1. A model-based training process, the method comprising: Acquiring a training sample set, wherein the training sample set comprises N training samples and real labels of each training sample, the N training samples comprise M comparison samples, the training sample set also comprises error labels of the M comparison samples, correct reasoning links of the M comparison samples and error reasoning links of the M comparison samples, and N, M is a positive integer and M is less than or equal to N; Invoking a task model to execute an reasoning task on each training sample to obtain a first prediction label and a first prediction reasoning link of each training sample; Determining the classification loss of the task model according to the difference between the real label and the first prediction label of each training sample in the N training samples; Constructing a comparison loss of the task model according to the difference between the correct reasoning link and the first prediction reasoning link of each comparison sample in the M comparison samples and the difference between the error reasoning link and the first prediction reasoning link of each comparison sample in the M comparison samples, wherein the comparison loss is used for reducing the difference between the correct reasoning link and the first prediction reasoning link of each comparison sample and increasing the difference between the error reasoning link and the first prediction reasoning link of each comparison sample; and training the task model by adopting the classification loss and the comparison loss, wherein the trained task model is used for executing an reasoning task.

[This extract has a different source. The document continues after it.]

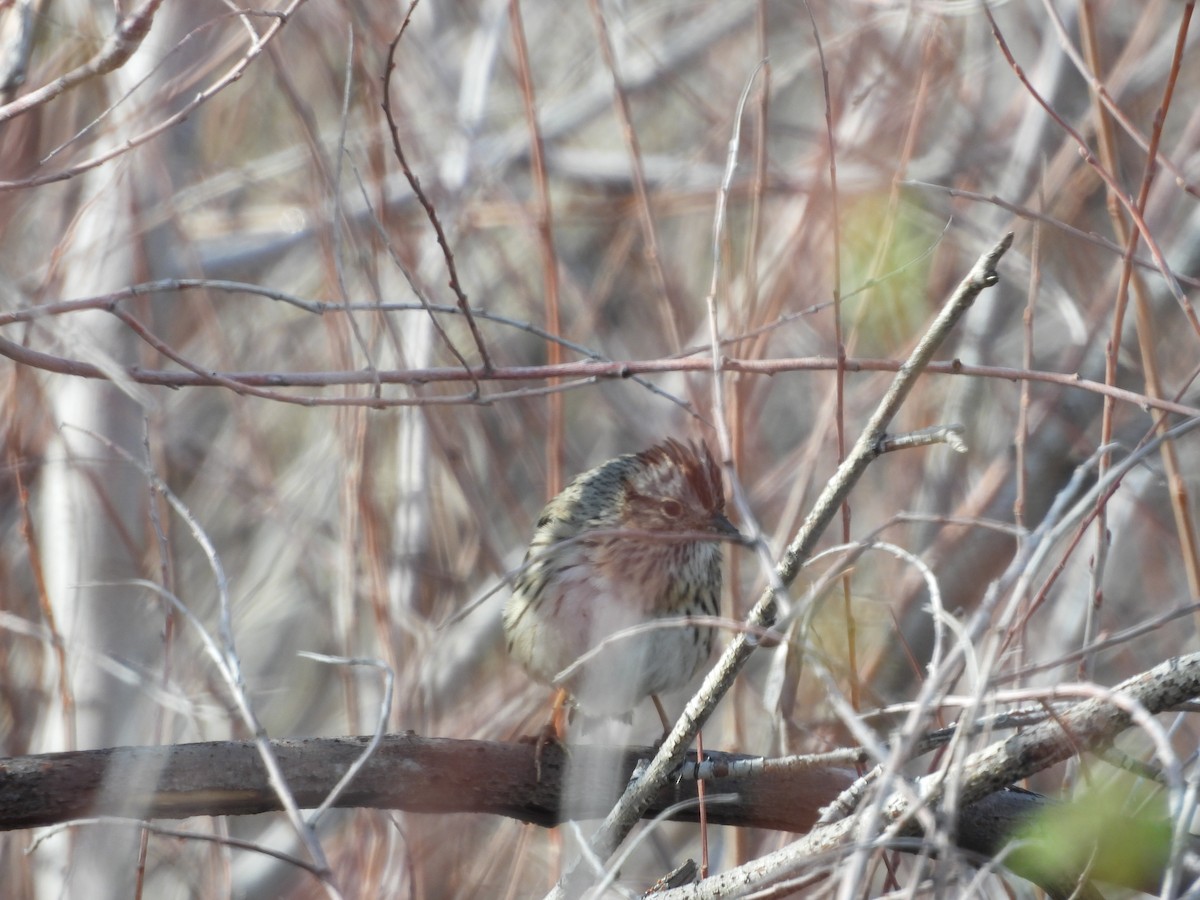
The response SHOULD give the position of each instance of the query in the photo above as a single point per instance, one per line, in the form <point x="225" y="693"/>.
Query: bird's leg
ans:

2. The method of claim 1, wherein Q training samples of the N training samples other than the M comparison samples are normal samples, Q being a positive integer less than or equal to N; the real label of one common sample is determined after the common sample is audited by adopting a specific auditing rule, and the M comparison samples are obtained based on Q common samples; the process for obtaining the M comparison samples comprises the following steps: Invoking an attribution model to carry out label attribution tasks on each common sample to obtain attribution reasoning links corresponding to each common sample, wherein the attribution reasoning links corresponding to each common sample are used for representing thinking processes of classifying the common sample into corresponding real labels under corresponding specific auditing rules; Invoking an initially trained task model to execute an inference task on each common sample to obtain a model output label and a model output inference link corresponding to each common sample; And screening M comparison samples from the Q common samples according to the attribution reasoning links, the model output labels and the model output reasoning links corresponding to each common sample in the Q common samples.
3. The method according to claim 2, wherein the screening M comparison samples from the Q common samples according to the attribution inference link, the model output tag, and the model output inference link corresponding to each of the Q common samples comprises: respectively carrying out quality check on attributive reasoning links corresponding to each common sample in the Q common samples according to a link check rule, and integrating the common samples with the quality check result being a passing result to obtain a first candidate set; integrating the output labels of the corresponding models with the common samples different from the corresponding real labels to obtain a second candidate set; performing intersection processing on the first candidate set and the second candidate set to obtain candidate intersection sets, wherein the candidate intersection sets comprise M common samples; And determining M common samples included in the candidate intersection as M comparison samples.
4. A method according to claim 3, wherein the attributed inference link corresponding to each normal sample included in the candidate intersection is the correct inference link corresponding to that normal sample; the model output label corresponding to each common sample in the candidate intersection is an error label corresponding to the common sample; And outputting an inference link corresponding to each common sample in the candidate intersection, and determining the inference link based on a model corresponding to the common sample.
5. The method of claim 4, wherein the candidate intersection includes a common sample i; And determining an error reasoning link corresponding to the common sample i based on the model output reasoning link corresponding to the common sample i, wherein the process comprises the following steps: taking the model output reasoning link corresponding to the common sample i as an original error reasoning link corresponding to the common sample i; calling a language understanding model to perform error attribution processing based on the common sample i, an error label corresponding to the common sample i and an original error reasoning link to obtain an error reason; Invoking the language understanding model to perform link expansion processing based on the error reasons to obtain similar error-prone reasoning links of the original error reasoning links corresponding to the common sample i; And determining the original error reasoning link corresponding to the common sample i and the similar error reasoning links as the error reasoning links corresponding to the common sample i.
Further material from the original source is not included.